The fluid in the mammalian yolk sac, does not at all resemble the yolk of chicken eggs. But like chicken egg yolk, it supplies essential nutrients. The yolk sac is also the ultimate source of a lot of cells that enter the embryo itself. Some become sperm and egg cells, others become blood cells. The yolk sac is the first source of blood cells, including red blood cells and monocyte/macrophages. These monocytes colonize much of the early fetus, including what will become epidermis. Some of the yolk-sac derived monocytes eventually transform into Langerhans cells. Many of the Langerhans cells in my skin are sourced from my fetal yolk sac, before my bone marrow, or BSCs, developed.

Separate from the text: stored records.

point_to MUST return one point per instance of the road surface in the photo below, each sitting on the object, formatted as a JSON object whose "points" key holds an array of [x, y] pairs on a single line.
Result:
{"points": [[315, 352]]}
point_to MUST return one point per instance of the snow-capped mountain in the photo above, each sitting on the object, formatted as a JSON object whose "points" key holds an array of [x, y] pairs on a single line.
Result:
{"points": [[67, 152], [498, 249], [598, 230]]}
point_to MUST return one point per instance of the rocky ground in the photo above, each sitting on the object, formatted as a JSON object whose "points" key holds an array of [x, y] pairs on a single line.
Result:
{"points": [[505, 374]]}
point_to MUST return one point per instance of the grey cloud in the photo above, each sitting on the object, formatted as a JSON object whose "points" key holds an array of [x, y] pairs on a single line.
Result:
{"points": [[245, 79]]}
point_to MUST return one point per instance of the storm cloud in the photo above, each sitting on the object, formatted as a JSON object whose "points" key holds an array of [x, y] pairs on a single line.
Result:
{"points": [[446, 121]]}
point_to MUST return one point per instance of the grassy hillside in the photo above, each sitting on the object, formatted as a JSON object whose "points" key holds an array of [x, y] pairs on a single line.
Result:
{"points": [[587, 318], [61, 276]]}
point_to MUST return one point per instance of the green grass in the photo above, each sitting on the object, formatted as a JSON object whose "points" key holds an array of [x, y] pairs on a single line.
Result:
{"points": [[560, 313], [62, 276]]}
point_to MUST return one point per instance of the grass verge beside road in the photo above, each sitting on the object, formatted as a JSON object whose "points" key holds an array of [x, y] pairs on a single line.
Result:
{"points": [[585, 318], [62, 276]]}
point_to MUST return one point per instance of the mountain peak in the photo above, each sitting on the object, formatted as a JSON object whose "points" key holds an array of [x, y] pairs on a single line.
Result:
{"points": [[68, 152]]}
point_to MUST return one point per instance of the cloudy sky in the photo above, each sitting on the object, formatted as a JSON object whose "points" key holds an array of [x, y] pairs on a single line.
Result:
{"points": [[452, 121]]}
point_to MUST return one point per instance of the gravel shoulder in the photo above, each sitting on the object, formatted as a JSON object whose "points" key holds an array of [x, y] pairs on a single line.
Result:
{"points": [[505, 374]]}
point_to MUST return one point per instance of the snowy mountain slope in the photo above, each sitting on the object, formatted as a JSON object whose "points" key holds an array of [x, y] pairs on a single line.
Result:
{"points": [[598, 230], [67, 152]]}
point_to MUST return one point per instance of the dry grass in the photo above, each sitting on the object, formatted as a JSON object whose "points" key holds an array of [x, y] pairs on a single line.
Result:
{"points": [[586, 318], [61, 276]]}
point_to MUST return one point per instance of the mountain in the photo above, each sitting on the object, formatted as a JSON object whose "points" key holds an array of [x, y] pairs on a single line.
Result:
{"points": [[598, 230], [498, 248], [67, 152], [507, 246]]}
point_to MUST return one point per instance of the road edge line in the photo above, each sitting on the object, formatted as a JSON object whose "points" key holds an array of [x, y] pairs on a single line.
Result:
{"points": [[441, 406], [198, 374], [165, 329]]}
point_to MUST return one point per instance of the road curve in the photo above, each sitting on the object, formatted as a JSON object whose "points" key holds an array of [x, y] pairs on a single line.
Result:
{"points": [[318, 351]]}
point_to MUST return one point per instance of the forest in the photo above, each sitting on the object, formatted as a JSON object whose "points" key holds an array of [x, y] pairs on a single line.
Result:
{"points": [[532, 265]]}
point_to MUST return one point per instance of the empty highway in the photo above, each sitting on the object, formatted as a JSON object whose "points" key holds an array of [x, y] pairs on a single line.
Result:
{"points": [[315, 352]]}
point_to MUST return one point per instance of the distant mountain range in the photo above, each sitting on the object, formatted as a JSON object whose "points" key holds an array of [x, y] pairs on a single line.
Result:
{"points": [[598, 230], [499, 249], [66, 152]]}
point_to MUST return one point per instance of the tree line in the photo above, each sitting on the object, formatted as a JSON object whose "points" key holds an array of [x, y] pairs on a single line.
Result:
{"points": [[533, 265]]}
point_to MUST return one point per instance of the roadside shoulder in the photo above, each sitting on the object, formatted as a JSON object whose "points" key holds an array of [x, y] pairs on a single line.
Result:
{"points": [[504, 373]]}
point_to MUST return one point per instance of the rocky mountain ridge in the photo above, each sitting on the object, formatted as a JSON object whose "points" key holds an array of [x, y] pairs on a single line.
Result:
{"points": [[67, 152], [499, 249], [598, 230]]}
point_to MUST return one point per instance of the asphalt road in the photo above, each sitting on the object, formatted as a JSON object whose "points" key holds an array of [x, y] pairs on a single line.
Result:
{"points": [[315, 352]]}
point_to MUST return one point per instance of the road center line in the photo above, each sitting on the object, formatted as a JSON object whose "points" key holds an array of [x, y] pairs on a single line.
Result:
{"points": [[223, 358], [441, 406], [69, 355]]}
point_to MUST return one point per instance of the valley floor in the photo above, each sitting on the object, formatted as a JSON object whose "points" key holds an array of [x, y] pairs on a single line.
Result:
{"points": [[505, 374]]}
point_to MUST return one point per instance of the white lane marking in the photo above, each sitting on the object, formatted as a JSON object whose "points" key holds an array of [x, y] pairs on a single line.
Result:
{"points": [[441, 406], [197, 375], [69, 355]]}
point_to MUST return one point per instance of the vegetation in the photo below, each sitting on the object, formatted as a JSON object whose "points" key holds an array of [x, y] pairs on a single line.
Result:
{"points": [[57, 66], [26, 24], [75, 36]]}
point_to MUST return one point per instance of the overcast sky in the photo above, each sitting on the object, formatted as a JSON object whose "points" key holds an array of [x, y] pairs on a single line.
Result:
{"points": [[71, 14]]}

After a week or so, my yolk sac passed the blood baton to my fetal liver, along with my first BSCs. My fetal liver remained the primary source of all my blood cells—including those that would become Langerhans cells—until just before I was born, at which point the bone marrow blood-making factory kicked in. But by that time, I was endowed with almost all the Langerhans cells I would ever need. The Langerhans cells in my epidermis since birth, are self-renewing. That is, when some wandered off to the lymph nodes to activate antibody production—upon detecting foreign invasion--the remaining Langerhans cells replaced them. Only when the in-situ replacement wasn’t sufficient, were bone marrow derived monocytes recruited to my epidermis. Once these monocytes became tissue residents, they transformed into Langerhans cells. Call them auxiliary Langerhans cells. These auxiliary Langerhans cells constitute only a small portion of my total Langerhans cell population.
The question I have is this: are the auxiliary Langerhans cells that colonized my skin late in life the culprits, the ones that went rogue? Put another way, are the Langerhans cells that descended from the ones in my skin with which I entered the world innocent? My oncologist seems noncommittal.